Luego del profundo cambio de época acontecido a finales del siglo XX, la economía y la sociedad planetaria siguen buscando un equilibrio esquivo. Convergen hechos notables como la caída del socialismo real, el capitalismo en China, el notable aumento de la producción y el comercio y el deslizamiento de las manufacturas hacia países emergentes. Especialmente destacable es el alineamiento de las estrategias nacionales hacia sistemas más democráticos, más liberales y de mayor conformidad con el mercado. Por más que siempre parece poco, es destacable el progreso registrado. Hobsbawm señala que hace 80 años existían solamente 12 democracias en el mundo.
Cuando coinciden cambios semejantes, las piezas demoran en ajustarse. La inestabilidad se prolonga como los temblores que siguen al terremoto. El primer mundo arrastra una prolongada recesión. El desempleo y la debilidad de sus inversiones se asocian al éxito manufacturero de China. No obstante, Occidente mantiene el liderazgo en la innovación y el conocimiento, lo cual alienta su recuperación aunque por el camino quedarán algunos blasones.
África es el nuevo blanco de las ambiciones puestas en los recursos naturales y se sumará
al rol de América en la oferta de alimentos, energía y minerales. En nuestra comarca, a Chile, Colombia y Perú –que presentan un proyecto abierto al mundo– les seguirá yendo mejor que a Venezuela, Argentina o Brasil que defienden un ideal que mira al pasado. El Mercosur nos encarceló y la ideología nos paraliza. Renunciamos a un mundo abierto que es el único que premia a los países pequeños. Contra toda evidencia, confiamos en la decepcionante tutela brasileña. Nuestro país también inicia una inflexión en su historia. Las tendencias mundiales nos favorecieron pero no obtuvimos el fruto posible. Durante 10 años la economía creció como nunca y más que casi todos. Sin embargo, no avanzamos en el logro de los éxitos más valiosos que caracterizan a los países de primera. Somos más prósperos pero más subdesarrollados. Una sociedad más conflictiva, incapaz de mejorar la gestión de los asuntos públicos que hacen a la convivencia. Algo de eso registra el “Informe de desarrollo humano” de la ONU. Somos el país del continente que menos ha progresado en el índice que combina un conjunto de indicadores económicos y sociales.

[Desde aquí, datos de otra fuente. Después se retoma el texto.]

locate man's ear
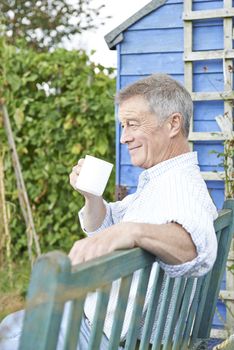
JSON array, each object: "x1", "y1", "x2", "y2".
[{"x1": 167, "y1": 113, "x2": 183, "y2": 137}]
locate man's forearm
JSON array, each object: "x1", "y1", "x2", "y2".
[
  {"x1": 82, "y1": 196, "x2": 106, "y2": 232},
  {"x1": 130, "y1": 222, "x2": 197, "y2": 265},
  {"x1": 69, "y1": 220, "x2": 198, "y2": 265}
]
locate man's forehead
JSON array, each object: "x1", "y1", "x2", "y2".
[
  {"x1": 118, "y1": 110, "x2": 143, "y2": 123},
  {"x1": 118, "y1": 100, "x2": 153, "y2": 123}
]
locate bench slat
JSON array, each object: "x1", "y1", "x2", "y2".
[
  {"x1": 124, "y1": 266, "x2": 152, "y2": 349},
  {"x1": 108, "y1": 275, "x2": 133, "y2": 349},
  {"x1": 139, "y1": 266, "x2": 164, "y2": 350},
  {"x1": 162, "y1": 278, "x2": 187, "y2": 350},
  {"x1": 88, "y1": 285, "x2": 111, "y2": 350},
  {"x1": 151, "y1": 276, "x2": 175, "y2": 350},
  {"x1": 63, "y1": 298, "x2": 86, "y2": 350},
  {"x1": 172, "y1": 278, "x2": 195, "y2": 350},
  {"x1": 182, "y1": 278, "x2": 203, "y2": 350}
]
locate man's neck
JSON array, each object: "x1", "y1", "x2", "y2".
[{"x1": 164, "y1": 136, "x2": 190, "y2": 161}]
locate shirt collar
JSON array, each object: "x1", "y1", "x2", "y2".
[{"x1": 139, "y1": 152, "x2": 198, "y2": 183}]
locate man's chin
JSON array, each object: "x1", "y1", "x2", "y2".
[{"x1": 130, "y1": 157, "x2": 143, "y2": 168}]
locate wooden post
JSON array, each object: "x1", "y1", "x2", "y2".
[
  {"x1": 0, "y1": 102, "x2": 41, "y2": 265},
  {"x1": 0, "y1": 152, "x2": 5, "y2": 265},
  {"x1": 183, "y1": 0, "x2": 193, "y2": 152},
  {"x1": 19, "y1": 252, "x2": 70, "y2": 350},
  {"x1": 223, "y1": 0, "x2": 234, "y2": 334},
  {"x1": 0, "y1": 150, "x2": 13, "y2": 285}
]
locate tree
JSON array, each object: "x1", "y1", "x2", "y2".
[{"x1": 0, "y1": 0, "x2": 107, "y2": 51}]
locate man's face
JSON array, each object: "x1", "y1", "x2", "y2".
[{"x1": 119, "y1": 96, "x2": 171, "y2": 169}]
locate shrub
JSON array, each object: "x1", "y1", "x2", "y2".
[{"x1": 0, "y1": 39, "x2": 116, "y2": 259}]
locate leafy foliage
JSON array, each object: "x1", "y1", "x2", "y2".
[
  {"x1": 0, "y1": 38, "x2": 116, "y2": 259},
  {"x1": 0, "y1": 0, "x2": 107, "y2": 51}
]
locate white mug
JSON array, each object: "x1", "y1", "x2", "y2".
[{"x1": 75, "y1": 155, "x2": 113, "y2": 196}]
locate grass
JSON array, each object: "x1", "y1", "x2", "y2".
[{"x1": 0, "y1": 259, "x2": 31, "y2": 321}]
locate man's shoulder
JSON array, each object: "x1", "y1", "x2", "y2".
[
  {"x1": 159, "y1": 165, "x2": 214, "y2": 203},
  {"x1": 162, "y1": 163, "x2": 204, "y2": 187}
]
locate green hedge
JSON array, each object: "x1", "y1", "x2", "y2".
[{"x1": 0, "y1": 39, "x2": 116, "y2": 259}]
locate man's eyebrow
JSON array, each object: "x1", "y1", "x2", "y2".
[{"x1": 118, "y1": 118, "x2": 139, "y2": 123}]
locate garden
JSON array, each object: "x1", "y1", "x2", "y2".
[{"x1": 0, "y1": 0, "x2": 116, "y2": 321}]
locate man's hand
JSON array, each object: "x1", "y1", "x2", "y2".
[
  {"x1": 68, "y1": 221, "x2": 197, "y2": 266},
  {"x1": 69, "y1": 159, "x2": 106, "y2": 231},
  {"x1": 69, "y1": 158, "x2": 84, "y2": 191},
  {"x1": 68, "y1": 223, "x2": 136, "y2": 265},
  {"x1": 69, "y1": 158, "x2": 95, "y2": 199}
]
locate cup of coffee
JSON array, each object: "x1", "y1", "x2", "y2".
[{"x1": 75, "y1": 155, "x2": 113, "y2": 196}]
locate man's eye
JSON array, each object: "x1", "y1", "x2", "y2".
[{"x1": 120, "y1": 122, "x2": 138, "y2": 128}]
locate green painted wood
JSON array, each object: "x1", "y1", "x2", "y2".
[
  {"x1": 197, "y1": 199, "x2": 234, "y2": 339},
  {"x1": 198, "y1": 199, "x2": 234, "y2": 338},
  {"x1": 172, "y1": 278, "x2": 196, "y2": 350},
  {"x1": 67, "y1": 248, "x2": 155, "y2": 295},
  {"x1": 190, "y1": 230, "x2": 222, "y2": 347},
  {"x1": 124, "y1": 266, "x2": 152, "y2": 350},
  {"x1": 108, "y1": 275, "x2": 133, "y2": 350},
  {"x1": 139, "y1": 266, "x2": 164, "y2": 350},
  {"x1": 214, "y1": 209, "x2": 232, "y2": 232},
  {"x1": 151, "y1": 276, "x2": 175, "y2": 350},
  {"x1": 19, "y1": 251, "x2": 71, "y2": 350},
  {"x1": 63, "y1": 298, "x2": 86, "y2": 350},
  {"x1": 181, "y1": 278, "x2": 203, "y2": 350},
  {"x1": 88, "y1": 285, "x2": 111, "y2": 350},
  {"x1": 162, "y1": 278, "x2": 186, "y2": 350},
  {"x1": 19, "y1": 200, "x2": 234, "y2": 350}
]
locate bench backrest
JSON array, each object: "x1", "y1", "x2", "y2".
[{"x1": 19, "y1": 199, "x2": 234, "y2": 350}]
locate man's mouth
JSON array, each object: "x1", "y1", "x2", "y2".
[{"x1": 129, "y1": 146, "x2": 141, "y2": 151}]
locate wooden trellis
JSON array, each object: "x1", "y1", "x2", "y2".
[{"x1": 183, "y1": 0, "x2": 234, "y2": 337}]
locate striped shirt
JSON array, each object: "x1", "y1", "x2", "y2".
[{"x1": 79, "y1": 151, "x2": 218, "y2": 340}]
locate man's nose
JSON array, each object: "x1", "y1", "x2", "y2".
[{"x1": 120, "y1": 127, "x2": 134, "y2": 144}]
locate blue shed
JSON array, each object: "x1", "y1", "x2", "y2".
[{"x1": 105, "y1": 0, "x2": 234, "y2": 338}]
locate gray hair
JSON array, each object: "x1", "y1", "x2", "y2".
[{"x1": 115, "y1": 73, "x2": 193, "y2": 137}]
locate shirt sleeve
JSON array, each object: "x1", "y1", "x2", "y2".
[
  {"x1": 157, "y1": 170, "x2": 218, "y2": 277},
  {"x1": 78, "y1": 193, "x2": 135, "y2": 237}
]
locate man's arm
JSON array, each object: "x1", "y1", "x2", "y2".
[
  {"x1": 81, "y1": 195, "x2": 106, "y2": 232},
  {"x1": 133, "y1": 222, "x2": 197, "y2": 264},
  {"x1": 69, "y1": 221, "x2": 197, "y2": 265}
]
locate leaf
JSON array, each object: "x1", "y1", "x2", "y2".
[
  {"x1": 71, "y1": 144, "x2": 83, "y2": 155},
  {"x1": 13, "y1": 107, "x2": 24, "y2": 129},
  {"x1": 7, "y1": 74, "x2": 21, "y2": 92},
  {"x1": 95, "y1": 136, "x2": 108, "y2": 155}
]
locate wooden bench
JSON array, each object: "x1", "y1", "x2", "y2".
[{"x1": 19, "y1": 199, "x2": 234, "y2": 350}]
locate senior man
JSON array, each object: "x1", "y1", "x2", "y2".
[
  {"x1": 69, "y1": 73, "x2": 217, "y2": 271},
  {"x1": 68, "y1": 73, "x2": 218, "y2": 345},
  {"x1": 0, "y1": 73, "x2": 217, "y2": 349}
]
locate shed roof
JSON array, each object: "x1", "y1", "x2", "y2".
[{"x1": 104, "y1": 0, "x2": 167, "y2": 50}]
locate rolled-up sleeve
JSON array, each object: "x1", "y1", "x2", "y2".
[
  {"x1": 157, "y1": 171, "x2": 218, "y2": 277},
  {"x1": 78, "y1": 201, "x2": 113, "y2": 237},
  {"x1": 159, "y1": 210, "x2": 217, "y2": 277},
  {"x1": 78, "y1": 193, "x2": 135, "y2": 237}
]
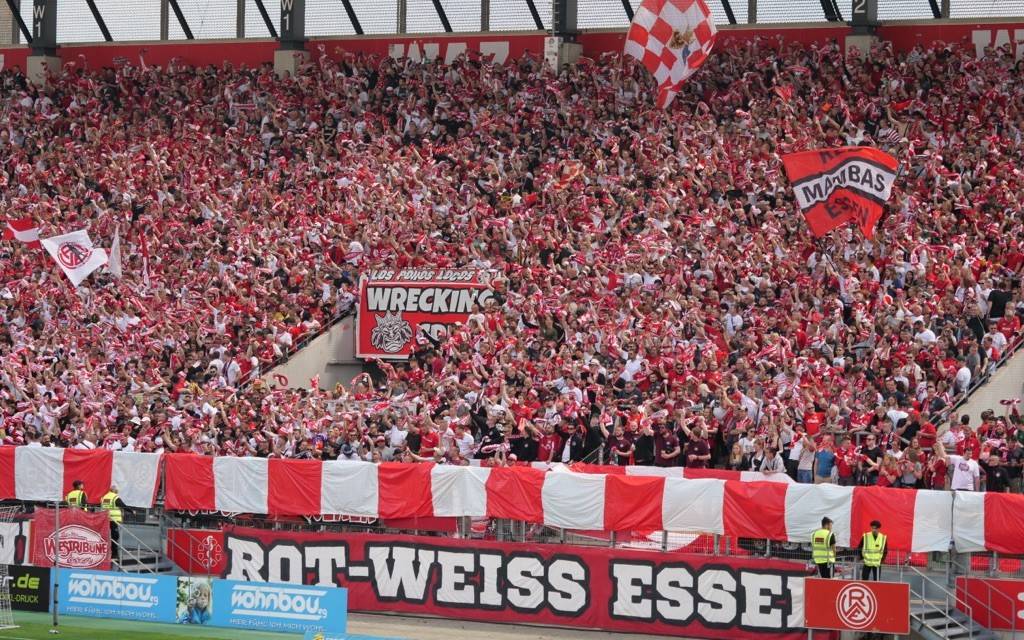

Coincide una explosión del gasto público con los peores resultados. Un derroche colosal. En el empeño por elevar el gasto, se ha venido afectando en forma creciente la producción de bienes transables los cuales son la medida de nuestra competitividad en el mundo. Desde 2008, el PIB de la industria y el agro sumados no crecen (solo 0,4% anual). Solamente crecen los servicios que no compiten en el mundo.
En los años que vienen todo será más difícil. Bajarán los precios de exportación y se debilitará la inversión extranjera. La inercia del gasto y los salarios será difícil de frenar mientras la inflación no cede. El atraso cambiario alcanzará niveles desconocidos. En este contexto, el gobierno opta por aumentar impuestos. Más grave aún, crea los impuestos que se descartaron cuando se trató la reforma tributaria: impuestos a la tierra y al patrimonio. Los tributos que desalientan la inversión y el crecimiento de los sectores más competitivos y con mayor potencial de crecer en condiciones adversas. Es la consigna de una revolución achacosa que sigue pensando que la riqueza no se crea, sino que solamente hay que repartirla.